Pension Drawdown Receives A Boost To Income Limits From March 2013

26 Jan

Pensioners in drawdown will be able to take an increased income from 26 March 2013.

The Government surprised many in the Autumn Statement, the maximum drawdown limit on income that can be taken in capped drawdown was increased from 100% back to the 120% level. However, investors currently in a drawdown year will remain on the 100% GAD rate until their new drawdown year starts. 

Drawdown allows retirees to keep their pension fund invested and take an income from it each year. The amount of income that can be taken from an income drawdown policy is based on calculations made by the Government Actuary’s Department (GAD), known as GAD rates.

These GAD rates are linked to the annuity rates offered by insurance companies, which have fallen dramatically. This meant that drawdown income falls and so the government decided to decrease the amount of income that could be taken from 120% of the GAD rate to 100%.

The last few years have been difficult for many drawdown clients and some may be tempted to simply push income back up to the maximum 120% as soon as allowed.


However, it is important to tread with caution. Taking maximum income each year runs an increased risk of quickly eroding capital. Investors must consider, if this is the case their ‘capacity for loss’. This is so clients can cope with any nasty surprises.

Drawdown members are facing unprecedented times, with many seeing their income drop by over 40%. The reduction in the maximum allowable income was not the only reason behind this drastic fall. Pushing income back up to 120% of GAD rates would only cut the income drop to a ‘mere’ 20% or so.

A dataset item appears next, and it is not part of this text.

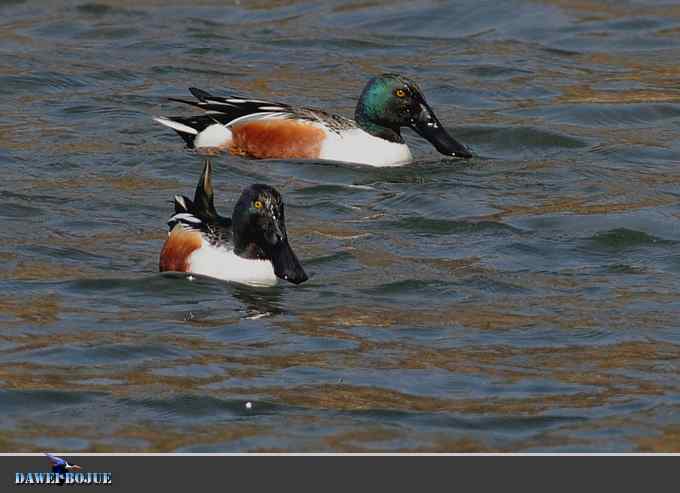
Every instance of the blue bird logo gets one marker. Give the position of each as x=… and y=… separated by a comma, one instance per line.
x=61, y=466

The cause was a combination of many factors – 

Low gilt yields played a part, as did the high income levels some people were stripping out of their drawdown pots. Taking 120% each and every year means people need high investment returns to maintain that income. This is  where the client’s capacity for loss becomes crucial.

A client’s capacity for loss (their ability to absorb falls in the value of their investment and associated pension income, is a key focus. This needs to be considered separately from attitude to investments and their associated potential risks.

There are two things to consider. One is around the type of investment needed to try to achieve a higher yearly return and how this fits with a client’s attitude to investment risk; and their capacity for potential losses.

Bare cupboard (cartoon) - Income drawdown: the pension that could leave you penniless

Investment performance, risk and volatility suitability and portfolio stress testing must be reviewed (in my opinion) on a regular basis, taking into account changes in the customer’s health and personal life, as well as what has happened to their pension and other investments. In that way clients are more likely to understand, and be able to deal with, any drops in income and the portfolio can be managed and adjusted as required.

I believe income drawdown is undoubtedly a good contract which can be hugely beneficial for some clients.

Recent history has shown that drawing 120% income comes with repercussions – higher investment returns are needed to maintain that income, and, for most clients, investments have simply not achieved these high hurdle rates over the last five years.

Relying on critical yields to work out whether investment returns are acceptable is unlikely to be a good strategy. Instead, using some form of cash flow modelling along with regular scrutiny of whether a lifetime annuity or investment linked annuity may be more suitable, could pay dividends for both adviser and client.

A possible strategy is to take an income no more than the natural yield generated from the underlying investments is the optimum way to protect a drawdown fund over time.